Med-K2N tackles flexible cross-modal medical image synthesis by enabling mappings through a quality-aware, progressive fusion framework. It couples a MultiScaleNet-based feature extractor with three collaborative fusion modules (PreWeightNet, ThresholdNet, EffiWeightNet) and a TaskHeadNet, plus the CMIM to enforce modality identity using vision-language cues. Across BraTS-derived and ISLES 2022 datasets, it achieves significant PSNR/SSIM gains over state-of-the-art methods and demonstrates robust improvements across varying numbers of input modalities.
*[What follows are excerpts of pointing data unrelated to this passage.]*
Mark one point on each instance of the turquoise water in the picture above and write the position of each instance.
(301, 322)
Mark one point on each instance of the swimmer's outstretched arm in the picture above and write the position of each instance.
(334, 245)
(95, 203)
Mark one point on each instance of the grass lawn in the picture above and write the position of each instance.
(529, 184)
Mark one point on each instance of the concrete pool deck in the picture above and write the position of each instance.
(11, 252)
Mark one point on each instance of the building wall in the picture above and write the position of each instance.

The approach enables robust, controllable generation across modalities while mitigating information dilution and modality-confusion, with potential to streamline clinical workflows if validated clinically.

Abstract

Cross-modal medical image synthesis research focuses on reconstructing missing imaging modalities from available ones to support clinical diagnosis. Driven by clinical necessities for flexible modality reconstruction, we explore K to N medical generation, where three critical challenges emerge: How can we model the heterogeneous contributions of different modalities to various target tasks? How can we ensure fusion quality control to prevent degradation from noisy information? How can we maintain modality identity consistency in multi-output generation? Driven by these clinical necessities, and drawing inspiration from SAM2's sequential frame paradigm and clinicians' progressive workflow of incrementally adding and selectively integrating multi-modal information, we treat multi-modal medical data as sequential frames with quality-driven selection mechanisms. Our key idea is to "learn" adaptive weights for each modality-task pair and "memorize" beneficial fusion patterns through progressive enhancement. To achieve this, we design three collaborative modules: PreWeightNet for global contribution assessment, ThresholdNet for adaptive filtering, and EffiWeightNet for effective weight computation. Meanwhile, to maintain modality identity consistency, we propose the Causal Modality Identity Module (CMIM) that establishes causal constraints between generated images and target modality descriptions using vision-language modeling. Extensive experimental results demonstrate that our proposed Med-K2N outperforms state-of-the-art methods by significant margins on multiple benchmarks. Source code is available.

Paper Structure

This paper contains 16 sections, 13 equations, 8 figures, 3 tables.

Figures (8)

  • Figure 1: The overall framework of the proposed Med-K2N, it achieves flexible K-to-N modality mapping through a progressive fusion strategy of "key frame baseline + auxiliary modality step-by-step enhancement", addressing modality-differentiated modeling and identity confusion issues in traditional methods.
  • Figure 2: Architecture of TaskHeadNet, illustrating the concurrent multi-head generation, quality-driven selection, and dynamic feedback mechanisms.
  • Figure 3: Architecture of the Causal Modality Identity Module (CMIM). This module establishes causal consistency constraints between modality description texts and generated images through CLIP dual encoders, utilizing contrastive loss and metric learning to prevent modality identity confusion.
  • Figure 4: Synthesis results on the Combined Brain Tumor Dataset. The figure demonstrates generation performance across four target modalities: T1c, T1n, T2f, and T2w.
  • Figure 5: Representative qualitative visual comparisons of T1c images synthesized from T1n, T2w, and T2f sequences on the Combined Brain Tumor Dataset. Orange boxes highlight key reconstructed regions, with corresponding zoomed-in views provided. Yellow values indicate PSNR scores.